What are some of the most significant changes you have seen Beverly Hills undergo since you first moved here?

I have lived here since I was nine years old. Gone are some of our local favorite gems like Pixie Town, the Luau and the five-cent ice cream scoop at Thrifty drug store, but what remains is still the charm and unique beauty of our city.

How were you able to help the city move forward during such a challenging new retail environment?

Beverly Hills was built on vision and out-of-the-box thinking. As I saw the changing retail realities, I created, along with our business partners (The Conference and Visitors Bureau, Chamber of Commerce and Rodeo Drive Committee), our Bold Beverly Hills Program, which provided vibrant and fun experiential opportunities throughout our city. We saw a tremendous increase in residents and visitors enjoying our restaurants and shops like never before.

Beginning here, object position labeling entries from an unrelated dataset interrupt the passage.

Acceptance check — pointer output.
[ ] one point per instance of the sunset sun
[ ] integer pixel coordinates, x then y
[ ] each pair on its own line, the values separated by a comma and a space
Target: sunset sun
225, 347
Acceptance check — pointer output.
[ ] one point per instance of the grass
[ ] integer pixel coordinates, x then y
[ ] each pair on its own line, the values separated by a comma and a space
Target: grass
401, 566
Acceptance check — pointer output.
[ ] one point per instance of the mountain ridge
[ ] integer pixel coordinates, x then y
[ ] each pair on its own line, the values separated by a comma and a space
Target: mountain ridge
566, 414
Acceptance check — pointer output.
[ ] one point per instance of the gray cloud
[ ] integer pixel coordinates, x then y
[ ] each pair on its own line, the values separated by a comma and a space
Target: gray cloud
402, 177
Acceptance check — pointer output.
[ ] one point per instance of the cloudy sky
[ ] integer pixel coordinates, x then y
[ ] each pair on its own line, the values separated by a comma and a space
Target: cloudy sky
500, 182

What’s the story behind the historic parking code changes you spearheaded?

The existing parking codes had been in our books for well over 40 years. Times have changed with the realities of ride-share options and people using their own cars less to get around. Our guidelines were outdated and didn't reflect the current environment we live in, which was also making it difficult for new restaurants to open in our city because the code requirements made it impossible to do so. I am happy that within 24 hours of our new parking changes, a few fabulous restaurants signed leases to open in our city. It is all very exciting!

Looking forward, what is your vision for the future of Beverly Hills?

I have 20/20 vision for this next decade! I do believe these next four years will determine the future of Beverly Hills for generations to come. There are wonderful opportunities ahead. We have a subway coming, a changing and evolving retail environment that needs to be nurtured and creatively thought through; we must keep our schools, places of worship and community safe; and there are housing needs that must be addressed.

You inspire many. Who has been your biggest influence?

My mother was a holocaust survivor who escaped the Auschwitz death camp. Her motto that she instilled in me every day of her life was to “never give up” … never, ever, EVER give up! I carry that with me every day. I have that belief in me. I imagine that is where my sense that anything can be done comes from.

What advice would you give women who want to be impactful in their own communities?

That’s easy: “Never give up!” Approach everyone with an open heart and open mind. Start with “yes,” and figure out “how” together … and get it done. Trust me, it can and will get done.

What’s next for Lili Bosse? What can we expect from you in 2020?

I am hopeful to serve my beloved community for another four years. I love our city with every fiber of my being and look forward to the brightest of possibilities that we will share together. It is a vision of heart and hope … and I am all in!